A business model in which a franchisor licenses its brand and operating system to franchisees, who put up their own capital to open and run individual outlets. The model began spreading across America in the 1950s. There are now close to 850,000 franchise establishments in the country, run by around 250,000 owners, employing some 9m people and generating about 3% of GDP. As many as one in eight American businesses with employees is part of a franchise. The International Franchise Association (IFA) is the industry's lobbying group, run by Matt Haller.
Franchising spans fast food (McDonald's, Dunkin' Donuts, Taco Bell), hotels (most Marriott outlets), shipping (the UPS Store), and increasingly boutique fitness, home services and child care—the last in part because private-equity investors have become enthusiastic franchisors. Around 95% of McDonald's 14,000 American outlets are operated by franchisees, and the chain has plausibly created more millionaires than any firm in history. Around two-thirds of American motels are owned by Indian-Americans, many descended from Gujaratis who bought Super 8 and Travelodge franchises in the 1980s.

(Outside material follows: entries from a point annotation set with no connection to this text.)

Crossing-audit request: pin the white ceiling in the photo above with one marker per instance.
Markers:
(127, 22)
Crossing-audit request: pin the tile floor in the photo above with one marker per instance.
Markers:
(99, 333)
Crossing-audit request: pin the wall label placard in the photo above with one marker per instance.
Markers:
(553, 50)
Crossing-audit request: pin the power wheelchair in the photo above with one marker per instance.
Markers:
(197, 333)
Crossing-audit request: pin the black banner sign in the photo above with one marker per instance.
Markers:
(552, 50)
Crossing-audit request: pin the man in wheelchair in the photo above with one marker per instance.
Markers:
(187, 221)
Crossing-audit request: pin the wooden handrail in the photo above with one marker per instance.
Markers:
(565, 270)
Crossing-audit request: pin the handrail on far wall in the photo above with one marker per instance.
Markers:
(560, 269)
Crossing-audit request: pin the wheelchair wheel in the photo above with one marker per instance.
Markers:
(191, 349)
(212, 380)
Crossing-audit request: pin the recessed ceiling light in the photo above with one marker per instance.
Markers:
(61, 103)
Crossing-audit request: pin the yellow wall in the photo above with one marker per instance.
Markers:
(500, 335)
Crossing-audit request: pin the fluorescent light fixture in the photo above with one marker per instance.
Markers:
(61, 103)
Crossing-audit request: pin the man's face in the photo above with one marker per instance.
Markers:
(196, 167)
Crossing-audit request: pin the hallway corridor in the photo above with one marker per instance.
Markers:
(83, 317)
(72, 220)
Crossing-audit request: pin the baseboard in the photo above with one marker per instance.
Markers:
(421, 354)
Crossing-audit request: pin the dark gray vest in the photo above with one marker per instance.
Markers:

Any business selling a franchise in America must produce a Franchise Disclosure Document (FDD), filed in several state registries. Ongoing royalties are usually paid as a share of sales—5-7% for food service, 10-12% for beauty and fitness—plus a marketing fee. Initial fees per outlet are typically tens of thousands of dollars, and total opening costs run from $300,000-800,000 for a fitness studio to over $1m for a restaurant. Survival rates differ from independent businesses only in the first year or two.
Franchises blur the line between firm and open market, as Paul Rubin observed in a 1978 paper. The model works best where an army of physically dispersed employees is required and local knowledge matters. Critics including Brian Callaci of the Open Markets Institute argue franchisors exercise so much control that franchisees are employees in disguise, squeezing low-wage workers. A 2018 paper by Alan Krueger documented "no-poach" clauses restricting hiring across outlets in the same chain; the practice was largely abandoned after state investigations, and research found that scrapping no-poach clauses raised affected workers' wages by 4-6%. A 2015 Obama-era "joint-employer rule" making franchisors jointly liable for franchisees' workers was narrowed by Trump in 2020, briefly contested under Biden, and formally reinstated by Trump in 2026.
Greg Flynn, who runs more than 3,000 outlets across seven brands in three countries, is reportedly worth over $1bn—probably the world's first franchisee billionaire. Originally a Stanford MBA, he bought eight Applebee's restaurants in Washington state in the late 1990s. The IFA inducted him into its Hall of Fame in February 2026—an accolade once reserved for franchisors such as Ray Kroc of McDonald's or Colonel Harland Sanders of KFC.